Colombian ex-president Alvaro Uribe said Monday that an undisclosed agreement on agrarian reform signed by Colombia’s largest rebel group FARC and the government on Sunday is “unacceptable.”
MORE: Colombian Government And FARC Reach Deal On Agrarian Reform
The agreement between the FARC and the government prompted the vocal ex-president to launch a barrage of criticism on Twitter.
In an eight-point series of tweets, the former president (2002-2010) said current president Juan Manuel Santos had turned his back on the country’s farmers and was leaving their fate in the hands of terrorists.
1. Gbno Santos ha dado la espalda al campo y negocia su futuro con el terrorismo.
— Álvaro Uribe Vélez (@AlvaroUribeVel) May 27, 2013
Additionally, “the narco-terrorists of the FARC” had been turned into “political interlocutors” by signing the agreement, said Uribe.

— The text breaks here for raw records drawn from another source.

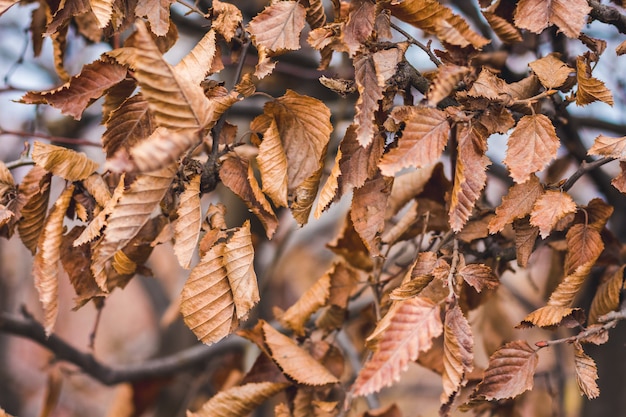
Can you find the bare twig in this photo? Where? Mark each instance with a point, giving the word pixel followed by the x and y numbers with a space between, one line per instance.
pixel 108 375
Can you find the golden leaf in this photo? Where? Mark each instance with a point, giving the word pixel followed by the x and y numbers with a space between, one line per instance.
pixel 297 363
pixel 531 146
pixel 424 137
pixel 158 14
pixel 510 372
pixel 239 401
pixel 80 91
pixel 176 102
pixel 516 204
pixel 536 15
pixel 409 329
pixel 189 221
pixel 46 264
pixel 62 162
pixel 549 208
pixel 129 215
pixel 278 27
pixel 552 72
pixel 586 373
pixel 590 89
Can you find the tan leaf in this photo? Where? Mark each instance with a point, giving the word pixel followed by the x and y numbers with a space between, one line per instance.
pixel 549 208
pixel 424 137
pixel 470 176
pixel 608 146
pixel 158 14
pixel 162 148
pixel 278 27
pixel 80 91
pixel 531 146
pixel 536 15
pixel 590 89
pixel 448 77
pixel 175 101
pixel 458 353
pixel 130 214
pixel 516 204
pixel 188 223
pixel 607 297
pixel 368 210
pixel 236 174
pixel 226 19
pixel 46 263
pixel 315 297
pixel 479 276
pixel 510 372
pixel 586 373
pixel 63 162
pixel 128 124
pixel 552 72
pixel 297 363
pixel 239 401
pixel 410 329
pixel 273 165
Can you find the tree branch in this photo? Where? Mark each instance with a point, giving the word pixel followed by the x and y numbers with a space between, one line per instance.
pixel 161 367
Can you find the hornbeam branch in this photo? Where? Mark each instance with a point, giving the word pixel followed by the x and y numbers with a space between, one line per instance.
pixel 108 375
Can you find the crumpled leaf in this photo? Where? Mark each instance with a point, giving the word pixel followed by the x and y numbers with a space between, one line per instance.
pixel 73 97
pixel 188 224
pixel 46 263
pixel 549 208
pixel 510 372
pixel 278 27
pixel 410 329
pixel 531 146
pixel 424 138
pixel 239 401
pixel 62 162
pixel 297 363
pixel 568 15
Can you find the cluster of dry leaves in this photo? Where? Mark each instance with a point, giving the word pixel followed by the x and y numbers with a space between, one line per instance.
pixel 167 143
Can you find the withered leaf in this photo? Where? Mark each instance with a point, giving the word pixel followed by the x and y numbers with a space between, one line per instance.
pixel 46 264
pixel 410 329
pixel 510 372
pixel 423 139
pixel 239 401
pixel 531 146
pixel 297 363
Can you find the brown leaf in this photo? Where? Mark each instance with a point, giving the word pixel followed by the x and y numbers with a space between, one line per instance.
pixel 531 146
pixel 516 204
pixel 424 137
pixel 80 91
pixel 236 173
pixel 470 176
pixel 549 208
pixel 510 372
pixel 175 101
pixel 590 89
pixel 568 15
pixel 46 263
pixel 586 373
pixel 368 210
pixel 410 329
pixel 297 363
pixel 458 353
pixel 158 14
pixel 188 223
pixel 278 27
pixel 238 401
pixel 552 72
pixel 62 162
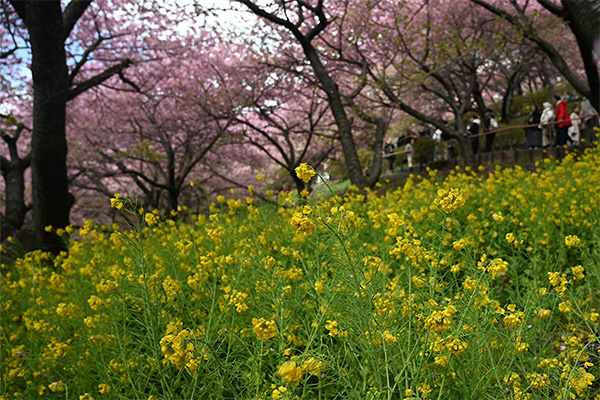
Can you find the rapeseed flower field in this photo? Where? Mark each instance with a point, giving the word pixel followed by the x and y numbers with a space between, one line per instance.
pixel 467 287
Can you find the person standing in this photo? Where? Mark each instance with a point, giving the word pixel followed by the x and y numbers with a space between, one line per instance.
pixel 563 121
pixel 409 156
pixel 533 134
pixel 590 119
pixel 545 120
pixel 574 131
pixel 490 124
pixel 388 149
pixel 474 134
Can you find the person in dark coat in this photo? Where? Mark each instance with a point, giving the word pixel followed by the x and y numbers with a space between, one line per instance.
pixel 473 132
pixel 387 150
pixel 490 124
pixel 533 134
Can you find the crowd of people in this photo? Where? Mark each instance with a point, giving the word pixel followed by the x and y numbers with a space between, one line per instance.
pixel 554 125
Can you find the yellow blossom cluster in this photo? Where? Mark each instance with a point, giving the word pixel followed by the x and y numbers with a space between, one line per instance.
pixel 353 287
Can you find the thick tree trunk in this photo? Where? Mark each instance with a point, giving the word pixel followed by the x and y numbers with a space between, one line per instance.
pixel 341 118
pixel 51 199
pixel 15 208
pixel 375 169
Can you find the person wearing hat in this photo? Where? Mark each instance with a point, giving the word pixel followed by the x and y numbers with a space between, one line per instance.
pixel 563 121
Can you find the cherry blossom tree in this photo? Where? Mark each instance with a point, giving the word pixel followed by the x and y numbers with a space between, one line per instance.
pixel 580 16
pixel 307 26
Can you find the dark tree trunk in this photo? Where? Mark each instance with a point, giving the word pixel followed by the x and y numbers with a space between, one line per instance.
pixel 15 208
pixel 375 169
pixel 341 118
pixel 51 199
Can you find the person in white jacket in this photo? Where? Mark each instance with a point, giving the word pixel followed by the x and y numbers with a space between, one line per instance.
pixel 574 130
pixel 546 118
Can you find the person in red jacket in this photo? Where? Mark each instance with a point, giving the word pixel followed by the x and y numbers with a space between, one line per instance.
pixel 563 121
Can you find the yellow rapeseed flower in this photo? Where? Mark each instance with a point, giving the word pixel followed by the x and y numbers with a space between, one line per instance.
pixel 116 201
pixel 290 372
pixel 572 241
pixel 305 172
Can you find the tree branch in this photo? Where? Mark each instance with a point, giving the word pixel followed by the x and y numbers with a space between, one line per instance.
pixel 98 79
pixel 72 13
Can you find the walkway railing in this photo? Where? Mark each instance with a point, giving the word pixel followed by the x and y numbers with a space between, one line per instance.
pixel 499 130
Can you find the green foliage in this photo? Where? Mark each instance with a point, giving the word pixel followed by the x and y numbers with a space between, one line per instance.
pixel 466 288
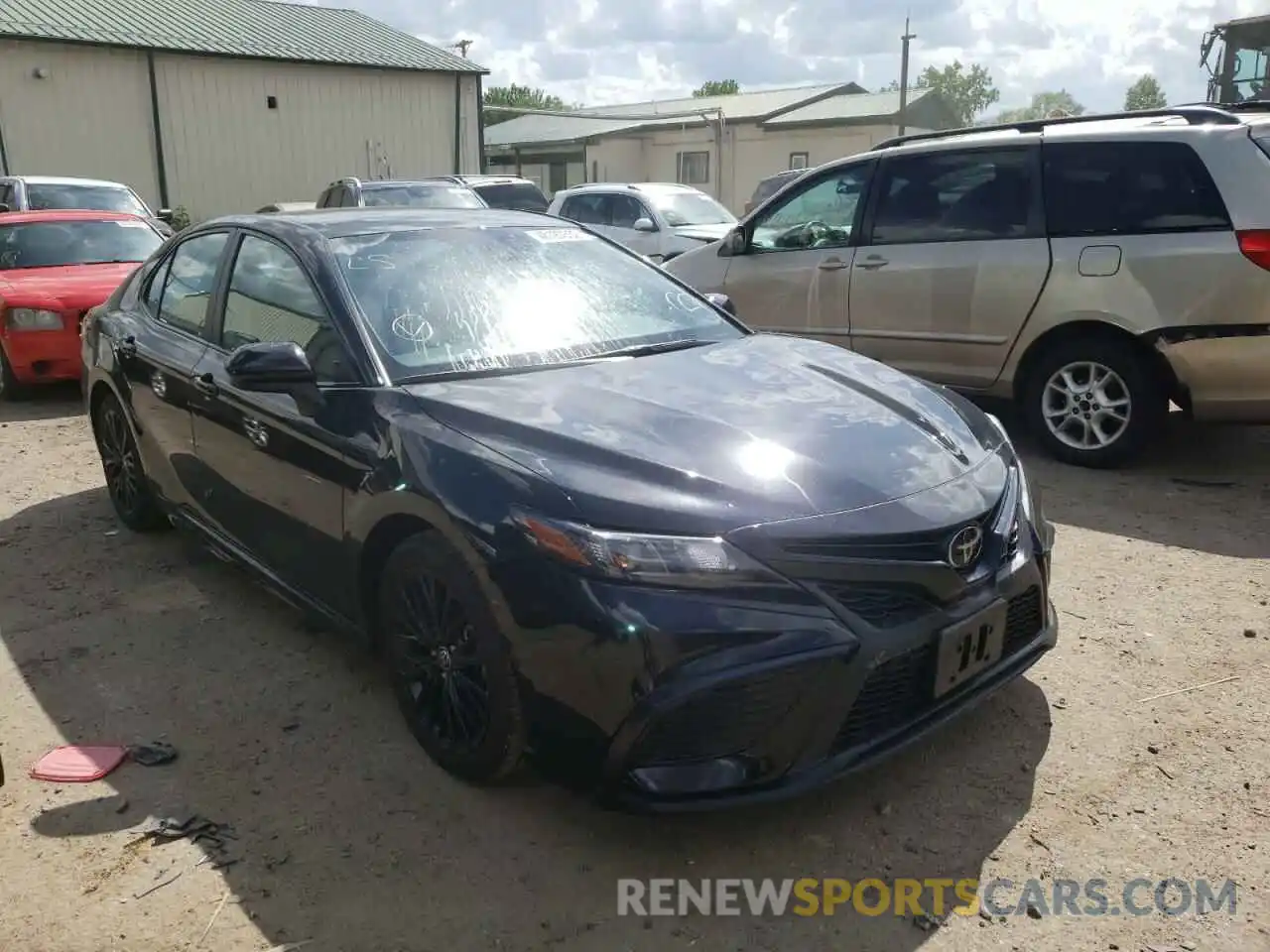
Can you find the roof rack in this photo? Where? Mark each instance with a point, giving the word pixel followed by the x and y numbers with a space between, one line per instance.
pixel 1246 105
pixel 1199 114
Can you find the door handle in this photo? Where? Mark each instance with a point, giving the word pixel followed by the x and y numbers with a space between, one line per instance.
pixel 255 431
pixel 206 385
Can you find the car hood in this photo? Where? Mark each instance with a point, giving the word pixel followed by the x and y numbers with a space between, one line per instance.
pixel 716 436
pixel 703 232
pixel 76 287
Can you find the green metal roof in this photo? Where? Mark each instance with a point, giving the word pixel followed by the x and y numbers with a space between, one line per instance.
pixel 249 28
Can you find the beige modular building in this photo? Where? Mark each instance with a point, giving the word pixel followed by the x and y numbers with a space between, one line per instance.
pixel 226 105
pixel 722 145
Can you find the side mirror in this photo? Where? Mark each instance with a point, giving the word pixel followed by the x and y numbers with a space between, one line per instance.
pixel 733 244
pixel 722 302
pixel 271 367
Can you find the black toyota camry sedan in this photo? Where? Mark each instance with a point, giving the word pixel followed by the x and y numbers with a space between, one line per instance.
pixel 580 509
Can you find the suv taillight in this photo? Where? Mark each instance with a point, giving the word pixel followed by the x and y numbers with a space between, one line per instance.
pixel 1255 246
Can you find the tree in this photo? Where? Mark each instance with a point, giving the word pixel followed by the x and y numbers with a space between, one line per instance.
pixel 716 87
pixel 1144 94
pixel 518 98
pixel 969 90
pixel 1044 105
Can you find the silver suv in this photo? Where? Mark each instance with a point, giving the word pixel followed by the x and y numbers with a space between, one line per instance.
pixel 1092 268
pixel 654 218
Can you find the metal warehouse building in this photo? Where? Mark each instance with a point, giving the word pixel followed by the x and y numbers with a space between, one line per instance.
pixel 225 105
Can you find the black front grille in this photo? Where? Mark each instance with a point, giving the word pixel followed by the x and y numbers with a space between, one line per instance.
pixel 910 547
pixel 883 607
pixel 897 692
pixel 729 719
pixel 902 689
pixel 1024 620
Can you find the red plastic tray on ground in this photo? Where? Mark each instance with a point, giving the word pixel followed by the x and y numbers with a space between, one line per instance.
pixel 77 765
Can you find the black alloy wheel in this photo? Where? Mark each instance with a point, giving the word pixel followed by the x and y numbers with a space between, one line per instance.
pixel 451 667
pixel 125 476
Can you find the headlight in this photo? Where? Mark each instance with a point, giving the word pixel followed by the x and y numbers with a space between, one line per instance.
pixel 680 561
pixel 1000 426
pixel 30 318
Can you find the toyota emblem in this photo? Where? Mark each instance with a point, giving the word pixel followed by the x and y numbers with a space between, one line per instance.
pixel 965 546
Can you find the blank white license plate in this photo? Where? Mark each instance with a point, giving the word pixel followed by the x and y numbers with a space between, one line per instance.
pixel 969 648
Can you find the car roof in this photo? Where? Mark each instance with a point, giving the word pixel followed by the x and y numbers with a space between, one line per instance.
pixel 493 179
pixel 630 185
pixel 394 182
pixel 66 180
pixel 345 222
pixel 64 214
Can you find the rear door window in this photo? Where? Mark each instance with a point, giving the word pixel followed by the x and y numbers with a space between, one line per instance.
pixel 520 195
pixel 971 195
pixel 190 281
pixel 590 208
pixel 1129 188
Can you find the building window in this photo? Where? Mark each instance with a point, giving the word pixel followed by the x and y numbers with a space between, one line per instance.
pixel 694 168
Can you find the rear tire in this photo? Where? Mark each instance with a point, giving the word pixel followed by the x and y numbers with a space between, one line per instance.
pixel 451 667
pixel 1095 402
pixel 126 479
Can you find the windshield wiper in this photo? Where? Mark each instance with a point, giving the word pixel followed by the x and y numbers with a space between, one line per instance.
pixel 662 347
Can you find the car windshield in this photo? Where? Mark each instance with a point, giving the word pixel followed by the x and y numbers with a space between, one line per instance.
pixel 58 244
pixel 96 198
pixel 518 195
pixel 486 299
pixel 422 195
pixel 683 208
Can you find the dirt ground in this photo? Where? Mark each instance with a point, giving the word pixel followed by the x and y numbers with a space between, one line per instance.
pixel 348 839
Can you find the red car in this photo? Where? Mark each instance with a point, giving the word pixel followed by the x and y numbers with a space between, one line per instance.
pixel 55 267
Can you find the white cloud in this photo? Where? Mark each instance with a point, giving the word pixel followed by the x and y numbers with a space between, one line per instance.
pixel 610 51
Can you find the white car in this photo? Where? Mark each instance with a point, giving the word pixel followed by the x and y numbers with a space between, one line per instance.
pixel 657 220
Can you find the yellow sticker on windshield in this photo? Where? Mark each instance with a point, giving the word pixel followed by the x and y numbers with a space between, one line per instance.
pixel 552 235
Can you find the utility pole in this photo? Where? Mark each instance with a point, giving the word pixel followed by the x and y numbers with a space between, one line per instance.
pixel 903 73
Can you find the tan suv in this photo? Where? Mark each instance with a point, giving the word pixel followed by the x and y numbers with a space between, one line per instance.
pixel 1091 268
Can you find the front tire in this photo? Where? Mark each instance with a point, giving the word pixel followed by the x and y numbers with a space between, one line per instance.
pixel 126 480
pixel 1095 403
pixel 451 667
pixel 10 389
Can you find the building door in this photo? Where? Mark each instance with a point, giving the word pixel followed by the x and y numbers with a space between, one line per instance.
pixel 4 146
pixel 558 177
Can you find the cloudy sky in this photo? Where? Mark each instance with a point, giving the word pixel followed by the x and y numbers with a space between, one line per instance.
pixel 613 51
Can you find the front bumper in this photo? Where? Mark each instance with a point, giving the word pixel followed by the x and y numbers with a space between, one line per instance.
pixel 776 728
pixel 40 356
pixel 1225 376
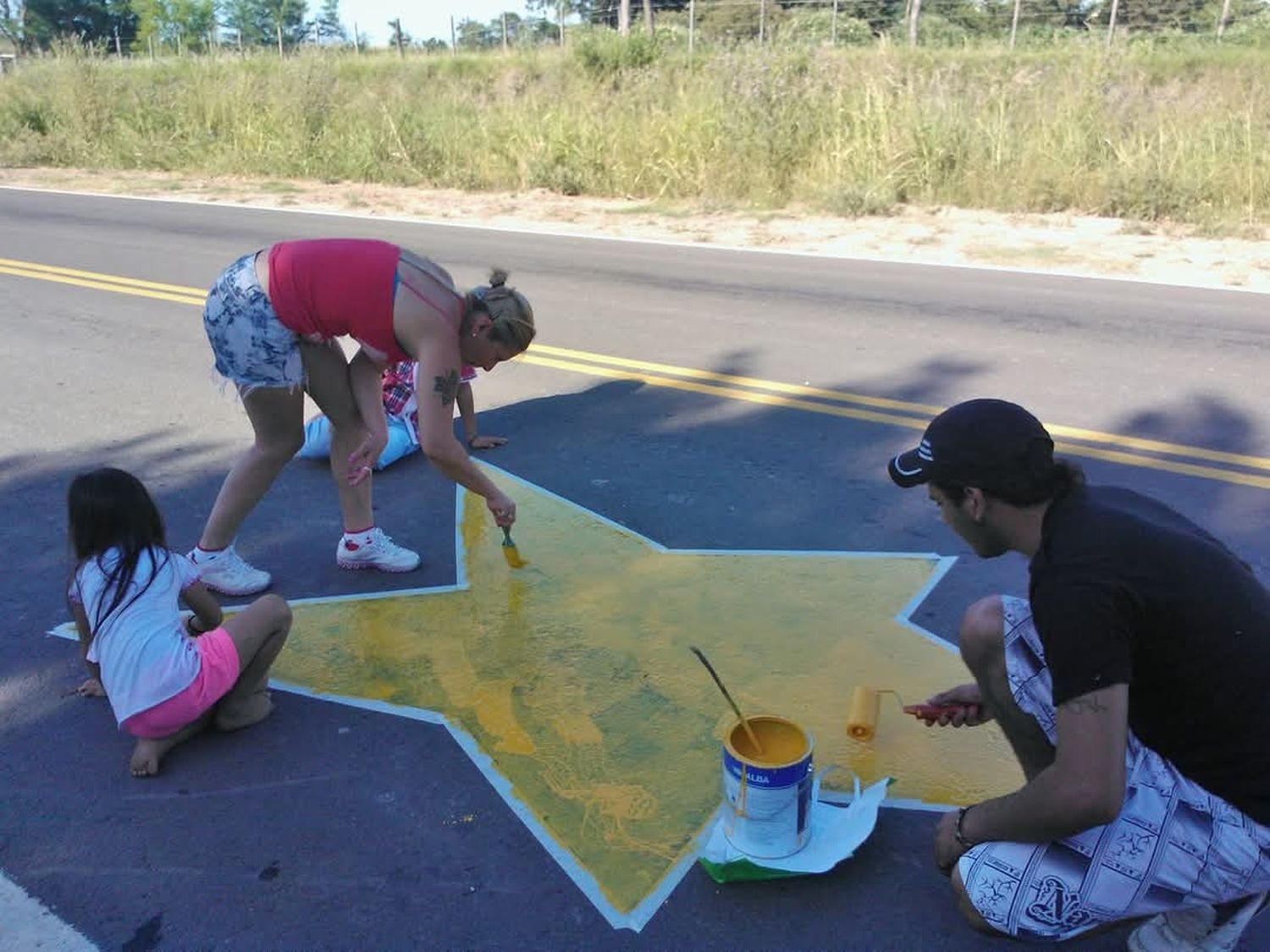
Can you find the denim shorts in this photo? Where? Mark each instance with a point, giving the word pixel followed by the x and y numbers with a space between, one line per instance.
pixel 251 345
pixel 1173 845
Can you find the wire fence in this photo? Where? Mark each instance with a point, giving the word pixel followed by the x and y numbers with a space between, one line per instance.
pixel 930 23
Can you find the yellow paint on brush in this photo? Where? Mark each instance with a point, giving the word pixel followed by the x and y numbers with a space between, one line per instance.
pixel 782 743
pixel 863 715
pixel 576 678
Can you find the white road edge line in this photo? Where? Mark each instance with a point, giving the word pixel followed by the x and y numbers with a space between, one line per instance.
pixel 550 233
pixel 25 924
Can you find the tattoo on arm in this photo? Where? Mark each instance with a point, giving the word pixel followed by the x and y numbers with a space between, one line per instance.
pixel 1087 703
pixel 446 388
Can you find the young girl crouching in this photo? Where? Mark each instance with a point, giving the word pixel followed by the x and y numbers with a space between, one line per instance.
pixel 165 683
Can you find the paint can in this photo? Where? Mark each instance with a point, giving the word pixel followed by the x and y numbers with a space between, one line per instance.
pixel 767 796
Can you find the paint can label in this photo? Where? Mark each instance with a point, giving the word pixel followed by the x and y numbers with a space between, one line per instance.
pixel 767 807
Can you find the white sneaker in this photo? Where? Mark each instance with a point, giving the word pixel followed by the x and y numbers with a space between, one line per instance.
pixel 1194 929
pixel 380 553
pixel 226 573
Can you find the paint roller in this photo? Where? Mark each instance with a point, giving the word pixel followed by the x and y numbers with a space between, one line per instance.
pixel 866 706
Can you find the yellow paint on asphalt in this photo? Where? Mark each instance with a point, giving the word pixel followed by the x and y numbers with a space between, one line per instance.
pixel 574 675
pixel 1124 449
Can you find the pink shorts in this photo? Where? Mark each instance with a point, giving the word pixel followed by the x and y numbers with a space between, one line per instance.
pixel 216 675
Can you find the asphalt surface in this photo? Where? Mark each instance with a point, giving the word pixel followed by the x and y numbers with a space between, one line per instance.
pixel 334 828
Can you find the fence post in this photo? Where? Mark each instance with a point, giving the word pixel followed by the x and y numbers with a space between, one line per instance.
pixel 693 23
pixel 1226 14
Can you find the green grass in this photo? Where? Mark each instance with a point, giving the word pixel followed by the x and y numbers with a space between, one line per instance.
pixel 1150 134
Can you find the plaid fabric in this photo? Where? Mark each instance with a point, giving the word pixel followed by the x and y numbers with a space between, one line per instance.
pixel 398 388
pixel 1173 845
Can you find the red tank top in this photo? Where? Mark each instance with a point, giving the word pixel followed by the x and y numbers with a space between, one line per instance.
pixel 338 287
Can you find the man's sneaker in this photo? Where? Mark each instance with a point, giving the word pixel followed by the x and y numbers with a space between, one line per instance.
pixel 378 553
pixel 1195 928
pixel 226 573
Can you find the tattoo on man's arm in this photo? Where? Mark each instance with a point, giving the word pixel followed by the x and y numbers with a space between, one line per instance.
pixel 1086 705
pixel 446 388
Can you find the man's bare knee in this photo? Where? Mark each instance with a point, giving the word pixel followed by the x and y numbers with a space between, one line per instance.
pixel 982 632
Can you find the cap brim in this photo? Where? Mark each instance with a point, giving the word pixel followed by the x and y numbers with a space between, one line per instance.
pixel 908 470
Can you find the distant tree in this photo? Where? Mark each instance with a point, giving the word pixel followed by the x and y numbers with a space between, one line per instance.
pixel 12 15
pixel 174 23
pixel 328 27
pixel 398 37
pixel 1153 15
pixel 472 35
pixel 88 20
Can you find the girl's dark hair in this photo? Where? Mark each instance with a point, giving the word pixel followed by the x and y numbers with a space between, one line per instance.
pixel 1030 485
pixel 109 508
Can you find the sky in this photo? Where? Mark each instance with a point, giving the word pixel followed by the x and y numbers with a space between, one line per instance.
pixel 421 19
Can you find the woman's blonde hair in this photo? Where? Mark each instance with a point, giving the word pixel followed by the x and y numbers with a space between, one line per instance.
pixel 507 307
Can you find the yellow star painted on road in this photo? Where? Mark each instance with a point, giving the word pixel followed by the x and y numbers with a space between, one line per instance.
pixel 574 677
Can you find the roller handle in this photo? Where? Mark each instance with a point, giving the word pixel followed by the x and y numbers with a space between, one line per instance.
pixel 932 713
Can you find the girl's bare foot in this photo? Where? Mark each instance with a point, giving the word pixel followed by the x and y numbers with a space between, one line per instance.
pixel 235 716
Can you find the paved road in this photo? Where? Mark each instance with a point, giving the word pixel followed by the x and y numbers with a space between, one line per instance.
pixel 337 828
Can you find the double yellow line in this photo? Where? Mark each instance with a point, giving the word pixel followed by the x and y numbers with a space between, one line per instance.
pixel 1129 451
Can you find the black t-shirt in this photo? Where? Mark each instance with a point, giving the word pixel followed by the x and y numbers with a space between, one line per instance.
pixel 1125 591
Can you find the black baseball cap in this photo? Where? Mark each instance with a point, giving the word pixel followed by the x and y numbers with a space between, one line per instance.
pixel 982 443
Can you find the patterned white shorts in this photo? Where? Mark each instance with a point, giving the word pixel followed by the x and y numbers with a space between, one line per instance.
pixel 1173 845
pixel 251 345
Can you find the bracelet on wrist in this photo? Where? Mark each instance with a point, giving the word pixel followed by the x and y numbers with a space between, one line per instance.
pixel 958 833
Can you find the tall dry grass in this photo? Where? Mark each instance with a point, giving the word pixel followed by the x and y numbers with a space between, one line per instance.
pixel 1138 132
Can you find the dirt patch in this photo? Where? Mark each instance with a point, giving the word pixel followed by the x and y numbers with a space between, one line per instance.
pixel 1061 244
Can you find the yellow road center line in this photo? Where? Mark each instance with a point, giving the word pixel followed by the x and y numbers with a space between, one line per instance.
pixel 787 395
pixel 101 286
pixel 97 276
pixel 892 419
pixel 1151 446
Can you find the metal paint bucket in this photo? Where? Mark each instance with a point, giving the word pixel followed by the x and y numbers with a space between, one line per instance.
pixel 767 796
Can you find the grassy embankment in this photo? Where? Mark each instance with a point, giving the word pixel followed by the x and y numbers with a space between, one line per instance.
pixel 1140 132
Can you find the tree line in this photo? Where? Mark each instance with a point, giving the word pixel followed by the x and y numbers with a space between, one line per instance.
pixel 129 25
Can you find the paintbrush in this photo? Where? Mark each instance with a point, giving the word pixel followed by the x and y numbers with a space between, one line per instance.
pixel 510 551
pixel 749 731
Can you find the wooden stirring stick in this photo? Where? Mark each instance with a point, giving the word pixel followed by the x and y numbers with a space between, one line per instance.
pixel 749 731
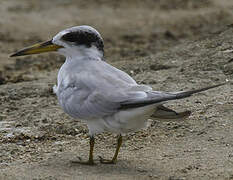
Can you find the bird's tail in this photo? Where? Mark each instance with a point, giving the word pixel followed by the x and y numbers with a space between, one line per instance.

2 Gbno Santos legítima al terrorismo como interlocutor para negociar el futuro del campo
— Álvaro Uribe Vélez (@AlvaroUribeVel) May 27, 2013
“The Santos government negotiates the future of young people in rural zones with the terrorism which has recruited and assassinated them,” the former head of state added.
3. Gbno Santos negocia futuro de jóvenes de zonas rurales con el terrorismo que los ha reclutado y asesinado
— Álvaro Uribe Vélez (@AlvaroUribeVel) May 27, 2013
The agreement between the FARC and the government was signed on Sunday. The Office of the High Commissioner for Peace, in charge of the peace negotiations, told Colombia Reports that the negotiation teams would not release the text of the signed document until further notice.
On Sunday, the chief negotiator of the rebel delegation, “Ivan Marquez,” said there were still pending issues regarding agrarian reform yet to be solved by the warring parties.
“There is a pact of confidentiality which prohibits us from speaking about details of these approaches and we have respected them, but in some moment we will speak about them,” said on Monday “Pablo Catatumbo,” the leader of the FARC’s Western Bloc and one of the more recent additions to the FARC delegation in Havana, Cuba.
The deal is the first of five that must be agreed upon to end the armed conflict between the leftist rebels and the state that has wreaked havoc in Colombia since 1964.
The negotiations began in November last year and will, according to Santos, not last for longer than a year.